When I was in grade school, I was in the gifted student program. While it may sound impressive, it was really just one day a week at another school where we would work on word problems, art projects, and other brain games.
It was tough getting adjusted at first. Not only was the building new to me but so were most of the kids. Travelling from many different elementary schools to the central location on Daniel Street, the children of the “Orion” program took some time to get used to one another.
By the time I was around ten, I had become pretty comfortable with the people around me. I no longer sat quietly and faded into the classroom wallpaper. Instead, I was ready to be myself and share my personality with the other kids Everything was going great until one day at recess.
Due to the weather, it was an indoor day after lunch. Instead of playing kickball, the Orion kids were all sitting around various tables in the classroom while Miss S., a rather grumpy teacher’s aid, sat at the big desk looking busy. The volume in the room was what you would expect from fifth graders during free time. My voice, like many others, contributed to the collective din that filled the room.
While I can’t remember the subject we were discussing, I do remember there was an instance where I had to imitate a plane. There’s no context to connect it, but you probably can picture a ten year old holding a ruler in the air while making fighter jet noises. That ten year old was me. We were all laughing and I felt like I was on top of the world until…
About twenty feet away at her desk, Miss S. slammed her hand onto the table and, with her face bright red, screamed.
JAMES! Enough with the sound effects!
A hush fell over the room and I stood there frozen, like a jackass holding a ruler over my head. I went from the top of the world to a burning pile of wreckage in six words as Miss S., who had hypocritically just screamed way louder than I ever had in that room, went back to her Redbook or whatever my ruler-plane was distracting her from.
I’m sure if you go back and ask any of the people who were in the class that day, they wouldn’t remember that. I bet even Miss S., wherever she may be, wouldn’t remember it. But I did. I remember because it changed who I was in that class. It was business as usual for the other kids after that outburst. I, however, spent the rest of the day in humiliated silence.
Maybe Miss S. and some of the other short-fused adults I encountered through the years didn’t know the gravity of their words or just didn’t care. It could have been a bit of both. While I’ve grown to have a thick skin in my recent years, many early stories definitely etched away at my confidence for a long while.
Don’t get me wrong.

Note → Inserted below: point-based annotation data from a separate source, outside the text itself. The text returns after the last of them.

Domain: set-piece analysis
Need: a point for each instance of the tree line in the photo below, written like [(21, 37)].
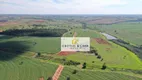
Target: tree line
[(35, 32)]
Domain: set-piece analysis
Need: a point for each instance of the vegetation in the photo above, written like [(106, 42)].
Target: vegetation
[(35, 32)]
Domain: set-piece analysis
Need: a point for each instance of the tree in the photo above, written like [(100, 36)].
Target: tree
[(74, 72), (104, 66), (84, 65), (99, 57), (84, 25), (38, 54), (49, 78)]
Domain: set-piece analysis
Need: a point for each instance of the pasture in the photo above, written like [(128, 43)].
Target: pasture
[(22, 68), (34, 44), (94, 75), (128, 31)]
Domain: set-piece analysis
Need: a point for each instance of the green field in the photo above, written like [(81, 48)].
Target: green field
[(83, 33), (35, 44), (29, 58), (94, 75), (31, 69), (129, 31)]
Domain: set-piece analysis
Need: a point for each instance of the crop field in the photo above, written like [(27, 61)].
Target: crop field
[(94, 75), (34, 44), (25, 69), (129, 31), (30, 48), (83, 33)]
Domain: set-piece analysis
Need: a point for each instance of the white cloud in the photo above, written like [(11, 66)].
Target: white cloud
[(65, 7)]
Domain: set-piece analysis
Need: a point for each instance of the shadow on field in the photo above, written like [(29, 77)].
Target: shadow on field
[(11, 49)]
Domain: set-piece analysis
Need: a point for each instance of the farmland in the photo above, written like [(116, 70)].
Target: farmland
[(129, 31), (30, 48)]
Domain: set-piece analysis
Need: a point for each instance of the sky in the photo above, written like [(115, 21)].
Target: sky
[(70, 6)]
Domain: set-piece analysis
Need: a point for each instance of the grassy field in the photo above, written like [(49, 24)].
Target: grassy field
[(114, 57), (94, 75), (34, 44), (129, 31), (83, 33), (19, 59), (30, 69)]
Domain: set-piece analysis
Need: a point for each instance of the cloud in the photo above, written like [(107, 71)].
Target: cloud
[(61, 6)]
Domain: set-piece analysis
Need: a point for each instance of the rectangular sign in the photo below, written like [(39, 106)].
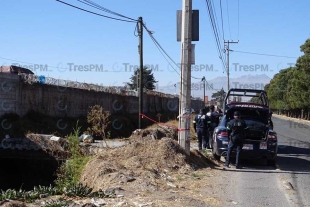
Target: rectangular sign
[(195, 25)]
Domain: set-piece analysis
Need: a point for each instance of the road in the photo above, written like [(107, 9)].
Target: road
[(260, 185)]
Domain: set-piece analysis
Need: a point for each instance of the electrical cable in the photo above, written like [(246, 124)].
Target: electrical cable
[(94, 12)]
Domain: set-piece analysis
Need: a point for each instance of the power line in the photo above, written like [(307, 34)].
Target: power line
[(97, 6), (238, 19), (212, 7), (253, 53), (95, 13), (214, 28), (228, 19), (160, 48), (222, 19)]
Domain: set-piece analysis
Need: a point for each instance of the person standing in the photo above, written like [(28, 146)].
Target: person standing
[(270, 123), (214, 122), (236, 129), (201, 126)]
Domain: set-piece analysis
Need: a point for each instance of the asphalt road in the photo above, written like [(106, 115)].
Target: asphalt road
[(257, 184)]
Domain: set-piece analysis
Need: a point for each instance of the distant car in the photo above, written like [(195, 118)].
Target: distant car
[(261, 140)]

I was totally annoying. I know that. My humor as a kid was hit and miss. For every precocious Arnold Drummond-esque gem that tumbled from my mouth, there were mountains of insane stupidity. I am, by no means claiming that I should have been allowed to steamroll over people with my manic ten year old comedy routine. I’m just saying there were other ways to go about telling me.
My daughter, at nine, echoes who I was back then. I see so many things in her personality that I remember in my own. Her humor, exhausting at times, is one of them.
When Olivia discovers a concept that she finds funny, she latches on to it tightly. Laughing uncontrollably, she will repeat it in your face until you’re ready to snap. Case in point – last week.
Ralphie Joe! Ha ha! Daddy! Daddy! Ralphie Joe! Ah! Ha ha ha!
Ralphie Joe! HA!
I have no idea what you’re talking about.
Hi. I’m Ralphie Joe! Ha ha! My name is Ralphie Joe.
She was laughing so hard that she could barely breathe. Rather than slam my hand against the wall like the second coming of Miss S., I offered my classic way of dealing with her high intensity humor.
OK, Ralphie Joe. How about we dial it back a bit? You’re going to pass out.
She walked off, chuckling to herself. My kid had found something she thought was funny, held on to it, and couldn’t let it go. The comedy concept was still in the early stages, but her desire to find a role for Ralphie Joe was not extinguished.
Yesterday, she unveiled her newest doodle character – Fat Cheeks Tim. Basically, Tim is a little man with a face full of cotton candy. Olivia is preparing herself to draw out his zany adventures. By his side is his faithful dog – trumpet sounds – Ralphie Joe.
Sure, it’s not comedic gold, but it’s a start. It’s her start. Had I ranted and raved about how “annoying” her repetition was the week earlier, she might have abandoned the idea forever. I don’t just mean the idea of using the name “Ralphie Joe”, but the idea of trying to share her humor with others.
As adults, we’re used to our words being forgotten almost immediately. You could call your friend a moron or snap at the cable operator and, chances are, they will dismiss it right away. Do the same to your kid and they’ll be bringing it up at Thanksgiving when you’re 60.
The bottom line is that our children are going to navigate the world and experiment with their personalities until they settle on who they truly are. It’s our job to foster that. If that’s too much, the least we can do is have the patience not squash it.
Like it or not, your voice will be one of their inner voices for the rest of their lives. Choose your words wisely. What we say now will be what they hear forever.